Schneeketten: Was ist zu beachten!

Jeder der auch in bergigen Gegenden bei winterlichem Wetter mobil sein muss, kommt in die Situation auf Schneeketten angewiesen zu sein. Speziell Nebenstraßen werden nicht immer zeitnah geräumt und gestreut. Daher weisen viele Strassen in den deutschen Mittelgebirgen Schneekettenpflicht auf.

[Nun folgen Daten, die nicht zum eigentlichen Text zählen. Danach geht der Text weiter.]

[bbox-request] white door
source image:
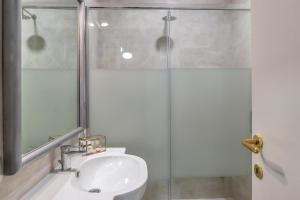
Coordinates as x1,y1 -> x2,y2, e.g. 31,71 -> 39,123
252,0 -> 300,200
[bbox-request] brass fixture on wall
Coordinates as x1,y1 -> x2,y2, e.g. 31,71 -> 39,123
253,164 -> 264,180
242,133 -> 263,153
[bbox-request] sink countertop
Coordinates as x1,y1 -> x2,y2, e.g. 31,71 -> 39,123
21,148 -> 126,200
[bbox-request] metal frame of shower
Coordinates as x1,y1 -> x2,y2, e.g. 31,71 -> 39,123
2,0 -> 250,175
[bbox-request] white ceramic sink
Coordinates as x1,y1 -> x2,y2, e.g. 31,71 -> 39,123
72,154 -> 148,200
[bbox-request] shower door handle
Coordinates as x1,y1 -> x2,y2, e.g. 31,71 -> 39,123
242,133 -> 263,153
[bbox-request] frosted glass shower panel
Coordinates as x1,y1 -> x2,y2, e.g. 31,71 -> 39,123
87,8 -> 169,200
170,10 -> 251,178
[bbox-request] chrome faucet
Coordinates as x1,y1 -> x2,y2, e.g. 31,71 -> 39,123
58,145 -> 86,171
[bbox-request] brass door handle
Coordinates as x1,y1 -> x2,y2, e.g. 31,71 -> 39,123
242,133 -> 263,153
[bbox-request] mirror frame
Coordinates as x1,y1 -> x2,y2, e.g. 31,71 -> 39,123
2,0 -> 87,175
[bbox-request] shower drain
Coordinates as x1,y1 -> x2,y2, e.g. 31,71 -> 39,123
89,188 -> 101,193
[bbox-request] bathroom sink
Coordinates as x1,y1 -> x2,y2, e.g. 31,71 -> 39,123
72,154 -> 148,200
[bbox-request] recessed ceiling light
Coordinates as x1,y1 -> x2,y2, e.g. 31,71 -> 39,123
100,22 -> 109,27
89,22 -> 95,27
122,52 -> 133,60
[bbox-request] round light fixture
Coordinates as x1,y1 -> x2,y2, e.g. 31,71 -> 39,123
122,52 -> 133,60
88,22 -> 95,27
100,22 -> 109,27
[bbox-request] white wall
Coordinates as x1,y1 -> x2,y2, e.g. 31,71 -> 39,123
252,0 -> 300,200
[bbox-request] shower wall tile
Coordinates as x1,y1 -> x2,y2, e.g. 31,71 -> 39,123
172,177 -> 232,199
22,8 -> 77,69
89,9 -> 250,69
170,10 -> 250,68
87,0 -> 250,9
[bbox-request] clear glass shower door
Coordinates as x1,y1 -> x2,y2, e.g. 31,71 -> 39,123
169,10 -> 251,200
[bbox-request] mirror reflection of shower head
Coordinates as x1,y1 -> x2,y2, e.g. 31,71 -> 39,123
22,8 -> 46,52
155,16 -> 176,51
22,8 -> 37,21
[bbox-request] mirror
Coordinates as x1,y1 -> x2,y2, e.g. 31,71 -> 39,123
21,7 -> 79,154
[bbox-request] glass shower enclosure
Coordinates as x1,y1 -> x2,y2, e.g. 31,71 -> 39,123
86,1 -> 251,200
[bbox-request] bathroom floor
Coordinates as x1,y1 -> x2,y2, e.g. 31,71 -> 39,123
173,198 -> 233,200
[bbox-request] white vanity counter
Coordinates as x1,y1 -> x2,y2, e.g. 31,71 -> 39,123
21,148 -> 126,200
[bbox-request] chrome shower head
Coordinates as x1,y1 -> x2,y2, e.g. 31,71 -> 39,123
22,8 -> 37,21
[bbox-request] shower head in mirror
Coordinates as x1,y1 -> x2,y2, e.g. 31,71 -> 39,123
22,8 -> 46,51
22,8 -> 37,20
155,16 -> 176,52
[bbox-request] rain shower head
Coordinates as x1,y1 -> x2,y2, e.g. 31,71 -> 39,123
162,16 -> 176,21
22,8 -> 46,51
22,8 -> 37,21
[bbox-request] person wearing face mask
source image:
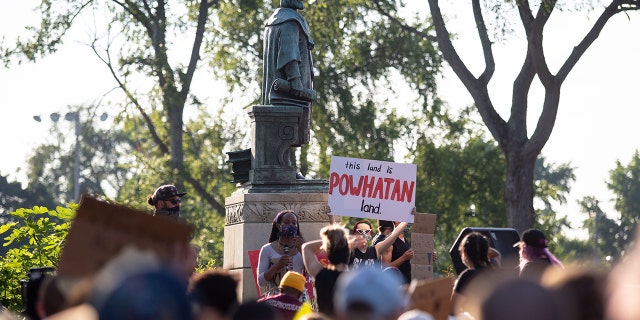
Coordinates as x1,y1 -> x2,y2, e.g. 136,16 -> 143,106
147,184 -> 187,219
257,210 -> 304,296
349,220 -> 407,270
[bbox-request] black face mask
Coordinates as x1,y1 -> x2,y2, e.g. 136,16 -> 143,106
153,206 -> 180,219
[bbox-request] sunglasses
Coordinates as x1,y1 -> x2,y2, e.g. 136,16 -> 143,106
162,198 -> 182,204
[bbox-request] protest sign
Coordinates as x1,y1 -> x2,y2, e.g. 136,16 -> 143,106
329,156 -> 416,223
58,195 -> 194,277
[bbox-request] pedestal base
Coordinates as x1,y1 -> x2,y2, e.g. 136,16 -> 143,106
223,189 -> 329,301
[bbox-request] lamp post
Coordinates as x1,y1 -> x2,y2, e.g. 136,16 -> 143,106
33,111 -> 108,203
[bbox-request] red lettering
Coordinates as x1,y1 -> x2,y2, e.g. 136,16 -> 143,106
371,178 -> 384,199
329,172 -> 340,194
383,178 -> 397,200
359,176 -> 376,198
402,181 -> 416,202
391,181 -> 401,200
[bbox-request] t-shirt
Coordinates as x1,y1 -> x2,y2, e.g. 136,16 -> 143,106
391,238 -> 411,283
453,269 -> 483,294
349,247 -> 380,270
258,293 -> 302,320
373,233 -> 411,283
520,257 -> 551,282
258,243 -> 304,295
315,268 -> 342,317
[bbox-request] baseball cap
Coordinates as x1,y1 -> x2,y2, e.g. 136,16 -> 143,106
152,184 -> 187,200
280,271 -> 306,292
333,268 -> 407,317
513,229 -> 547,249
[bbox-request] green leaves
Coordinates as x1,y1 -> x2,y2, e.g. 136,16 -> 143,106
0,204 -> 77,312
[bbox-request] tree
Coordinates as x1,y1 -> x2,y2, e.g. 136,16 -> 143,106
0,0 -> 224,214
578,196 -> 627,263
409,108 -> 575,272
27,105 -> 133,207
607,150 -> 640,249
207,0 -> 442,177
412,0 -> 640,231
0,205 -> 77,311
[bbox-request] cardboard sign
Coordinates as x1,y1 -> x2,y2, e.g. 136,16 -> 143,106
411,213 -> 436,234
410,277 -> 454,320
411,262 -> 433,280
411,232 -> 435,255
329,156 -> 417,223
58,195 -> 193,277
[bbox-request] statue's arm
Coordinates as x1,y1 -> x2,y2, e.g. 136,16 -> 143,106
277,21 -> 303,91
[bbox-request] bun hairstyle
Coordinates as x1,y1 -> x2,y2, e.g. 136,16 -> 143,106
267,209 -> 302,242
351,220 -> 373,234
320,224 -> 350,265
458,232 -> 490,268
147,195 -> 158,206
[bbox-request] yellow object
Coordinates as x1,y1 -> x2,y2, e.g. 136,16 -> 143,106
293,301 -> 313,320
280,271 -> 306,292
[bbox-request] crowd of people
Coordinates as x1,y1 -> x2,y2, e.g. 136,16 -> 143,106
0,185 -> 640,320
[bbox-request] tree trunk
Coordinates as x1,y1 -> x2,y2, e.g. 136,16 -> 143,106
504,150 -> 536,233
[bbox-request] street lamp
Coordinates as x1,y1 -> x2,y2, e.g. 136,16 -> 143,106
33,111 -> 108,203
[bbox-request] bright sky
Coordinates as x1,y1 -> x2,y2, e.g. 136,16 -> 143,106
0,0 -> 640,236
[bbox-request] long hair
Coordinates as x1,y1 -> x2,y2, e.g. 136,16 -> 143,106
320,224 -> 351,266
519,244 -> 564,270
458,232 -> 491,268
268,209 -> 302,242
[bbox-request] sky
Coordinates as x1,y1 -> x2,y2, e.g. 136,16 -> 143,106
0,0 -> 640,238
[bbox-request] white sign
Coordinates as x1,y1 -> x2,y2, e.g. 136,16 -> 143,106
329,156 -> 416,223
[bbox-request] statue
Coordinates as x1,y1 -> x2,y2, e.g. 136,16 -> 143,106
262,0 -> 316,146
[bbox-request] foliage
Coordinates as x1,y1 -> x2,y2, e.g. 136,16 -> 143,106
579,196 -> 628,262
0,204 -> 77,311
607,150 -> 640,255
416,0 -> 640,231
27,105 -> 132,206
206,0 -> 442,177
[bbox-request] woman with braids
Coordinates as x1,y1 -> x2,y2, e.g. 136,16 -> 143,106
513,229 -> 564,282
302,224 -> 352,317
258,210 -> 304,296
451,232 -> 493,315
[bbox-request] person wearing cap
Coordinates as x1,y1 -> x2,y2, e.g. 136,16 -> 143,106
349,220 -> 407,270
373,219 -> 415,284
147,184 -> 187,218
258,271 -> 306,320
333,268 -> 408,320
513,229 -> 564,282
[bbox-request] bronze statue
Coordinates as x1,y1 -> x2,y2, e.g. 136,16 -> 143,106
262,0 -> 316,146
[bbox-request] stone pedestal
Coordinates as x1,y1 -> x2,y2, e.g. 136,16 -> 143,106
223,105 -> 329,300
223,189 -> 329,301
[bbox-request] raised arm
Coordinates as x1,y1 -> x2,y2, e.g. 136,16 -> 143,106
302,240 -> 323,278
376,222 -> 407,256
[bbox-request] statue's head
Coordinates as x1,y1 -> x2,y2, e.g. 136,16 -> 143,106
280,0 -> 304,10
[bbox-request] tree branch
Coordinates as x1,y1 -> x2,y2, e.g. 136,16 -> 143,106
180,0 -> 210,100
557,1 -> 628,83
91,36 -> 169,154
528,0 -> 556,89
429,0 -> 507,148
472,0 -> 496,86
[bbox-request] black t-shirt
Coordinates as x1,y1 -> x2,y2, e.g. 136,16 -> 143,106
315,268 -> 341,317
391,238 -> 411,283
373,233 -> 411,283
349,247 -> 380,270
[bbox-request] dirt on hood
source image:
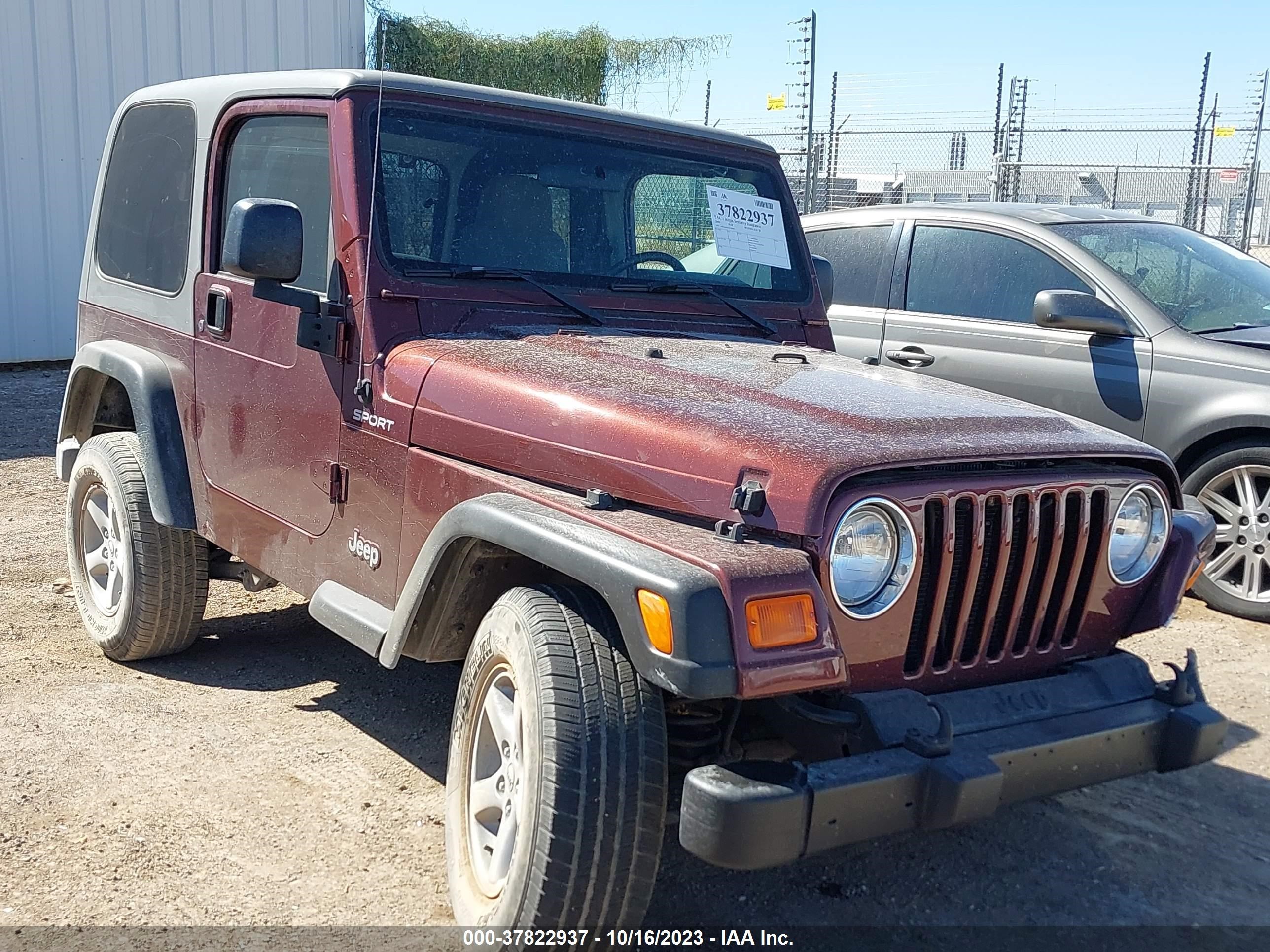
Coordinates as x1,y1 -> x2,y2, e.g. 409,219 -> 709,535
399,328 -> 1176,536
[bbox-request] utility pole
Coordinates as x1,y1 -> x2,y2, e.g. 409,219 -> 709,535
824,70 -> 838,211
1239,70 -> 1270,251
992,64 -> 1006,157
1182,51 -> 1213,229
1199,93 -> 1219,231
799,10 -> 815,213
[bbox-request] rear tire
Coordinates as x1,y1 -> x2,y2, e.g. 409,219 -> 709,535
446,585 -> 667,934
1182,444 -> 1270,622
66,433 -> 207,661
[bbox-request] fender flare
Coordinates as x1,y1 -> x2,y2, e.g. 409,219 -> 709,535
379,492 -> 737,698
57,340 -> 197,531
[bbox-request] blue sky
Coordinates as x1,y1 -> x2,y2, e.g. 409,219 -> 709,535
390,0 -> 1270,124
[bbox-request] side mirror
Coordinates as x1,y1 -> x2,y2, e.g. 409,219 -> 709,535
811,255 -> 833,311
221,198 -> 305,284
1032,291 -> 1133,338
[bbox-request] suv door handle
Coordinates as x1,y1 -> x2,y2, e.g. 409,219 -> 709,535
886,346 -> 935,367
206,287 -> 231,338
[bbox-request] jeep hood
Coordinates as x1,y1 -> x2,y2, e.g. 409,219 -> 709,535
406,328 -> 1168,536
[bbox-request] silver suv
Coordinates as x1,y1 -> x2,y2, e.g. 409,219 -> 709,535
803,202 -> 1270,621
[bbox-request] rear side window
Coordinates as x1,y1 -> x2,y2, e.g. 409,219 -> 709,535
95,103 -> 194,295
904,225 -> 1092,324
807,223 -> 894,307
221,115 -> 330,293
379,147 -> 450,262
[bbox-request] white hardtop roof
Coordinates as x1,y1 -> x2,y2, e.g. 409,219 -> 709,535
121,70 -> 776,152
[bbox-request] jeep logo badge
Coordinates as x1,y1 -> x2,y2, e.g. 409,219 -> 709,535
348,529 -> 380,569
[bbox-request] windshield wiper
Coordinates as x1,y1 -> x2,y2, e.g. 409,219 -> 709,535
404,264 -> 604,328
608,280 -> 778,337
1191,321 -> 1257,334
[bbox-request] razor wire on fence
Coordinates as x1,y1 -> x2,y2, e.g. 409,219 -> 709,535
732,114 -> 1270,249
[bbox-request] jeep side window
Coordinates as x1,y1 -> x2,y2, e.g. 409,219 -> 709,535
380,147 -> 450,262
221,115 -> 330,295
97,103 -> 196,295
904,225 -> 1094,324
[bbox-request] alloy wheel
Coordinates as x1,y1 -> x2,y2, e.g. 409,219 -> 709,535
1199,465 -> 1270,602
466,663 -> 525,899
77,482 -> 131,615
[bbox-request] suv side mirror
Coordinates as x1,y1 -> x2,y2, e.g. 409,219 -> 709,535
221,198 -> 305,284
1032,291 -> 1133,338
811,255 -> 833,311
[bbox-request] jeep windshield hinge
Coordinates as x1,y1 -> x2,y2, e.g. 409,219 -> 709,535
296,301 -> 352,361
330,463 -> 348,503
251,278 -> 352,361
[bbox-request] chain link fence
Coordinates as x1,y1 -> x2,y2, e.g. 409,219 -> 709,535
732,121 -> 1270,249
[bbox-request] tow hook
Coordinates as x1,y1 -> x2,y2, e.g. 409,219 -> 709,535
1156,647 -> 1206,707
904,701 -> 952,758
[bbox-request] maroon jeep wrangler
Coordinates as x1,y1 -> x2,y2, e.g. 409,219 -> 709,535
57,71 -> 1226,930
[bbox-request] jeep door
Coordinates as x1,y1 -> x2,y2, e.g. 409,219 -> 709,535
194,101 -> 343,541
807,222 -> 903,361
882,220 -> 1152,439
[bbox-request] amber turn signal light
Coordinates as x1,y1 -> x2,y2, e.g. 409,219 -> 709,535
745,594 -> 816,647
636,589 -> 674,655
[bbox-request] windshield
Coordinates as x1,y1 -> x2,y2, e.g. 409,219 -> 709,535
1052,221 -> 1270,331
368,105 -> 810,302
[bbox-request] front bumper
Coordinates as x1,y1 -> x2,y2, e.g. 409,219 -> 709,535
679,652 -> 1227,870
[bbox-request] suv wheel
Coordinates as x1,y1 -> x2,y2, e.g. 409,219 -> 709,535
446,586 -> 667,934
1182,445 -> 1270,622
66,433 -> 207,661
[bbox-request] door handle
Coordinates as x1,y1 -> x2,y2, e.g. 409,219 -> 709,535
206,287 -> 232,338
886,346 -> 935,367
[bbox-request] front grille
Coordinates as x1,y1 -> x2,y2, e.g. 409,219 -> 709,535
904,487 -> 1107,677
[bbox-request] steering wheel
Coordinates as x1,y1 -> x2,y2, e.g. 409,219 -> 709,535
611,251 -> 687,274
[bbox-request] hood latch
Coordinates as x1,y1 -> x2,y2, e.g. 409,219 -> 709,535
728,480 -> 767,516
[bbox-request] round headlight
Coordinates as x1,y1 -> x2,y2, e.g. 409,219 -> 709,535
829,499 -> 915,618
1107,483 -> 1168,585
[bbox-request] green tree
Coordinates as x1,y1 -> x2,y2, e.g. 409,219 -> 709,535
368,0 -> 729,114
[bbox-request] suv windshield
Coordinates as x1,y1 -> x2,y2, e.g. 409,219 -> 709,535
367,104 -> 810,302
1050,221 -> 1270,331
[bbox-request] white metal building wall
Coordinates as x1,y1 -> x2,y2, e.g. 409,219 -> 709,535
0,0 -> 366,363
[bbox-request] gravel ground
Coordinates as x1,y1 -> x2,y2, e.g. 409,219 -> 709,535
0,367 -> 1270,945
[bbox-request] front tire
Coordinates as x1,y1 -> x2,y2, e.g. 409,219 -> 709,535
446,585 -> 667,933
66,433 -> 207,661
1182,444 -> 1270,622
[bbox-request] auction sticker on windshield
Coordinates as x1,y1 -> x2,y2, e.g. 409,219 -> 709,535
706,185 -> 790,269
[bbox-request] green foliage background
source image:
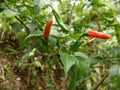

Trotz der bestehenden Pflicht zum Anlegen der Schneekette, scheuen sich viele Autofahrer unverständlicherweise vor dem Anlegen der Ketten. Als Grund wird oft genannt, dass es unangenehm ist, in der Kälte vor einem Autoreifen knieend eine Stahlkette zu entwirren, um sie zu einer montierbaren Kette zu entfalten. Vor dem Anlegen der Schneeketten ist zunächst zu prüfen, ob mein Fahrzeug überhaupt dazu geeignet ist, hier über die Antriebsräder Ketten zu ziehen. In einigen Radkästen ist der Platz so eng bemessen, dass hier kein Platz mehr für die Ketten ist. Verständlicherweise ist dann so ein Fahrzeug für eine Weiterfahrt auf einer Strasse mit Schneekettenpflicht ungeeignet.

Für alle anderen Fahrzeuge gilt, dass zunächst die Ketten zur Größe der Winterreifen passen muss. Die Nutzung von Sommerreifen verbietet sich für Fahrten in Schneegebiete ohnehin von selbst. Wer hier im Fachhandel Schneeketten kauft, findet auf den Verpackungen eine Vielzahl von passenden Reifengrößen.

Drei Systeme sind hier zu unterscheiden. Die kostengünstigste Lösung ist die Seilkette, diese kostet am wenigsten, fordert aber im Gegenzug einen höheren Montageaufwand. Dem gegenüber steht das sog. Schnellmontage-System. Dieses System ist relativ einfach zu montieren, dieser Vorteil ist aber mit einem höheren Preis zu erkaufen. Dazwischen liegt die Ringkette.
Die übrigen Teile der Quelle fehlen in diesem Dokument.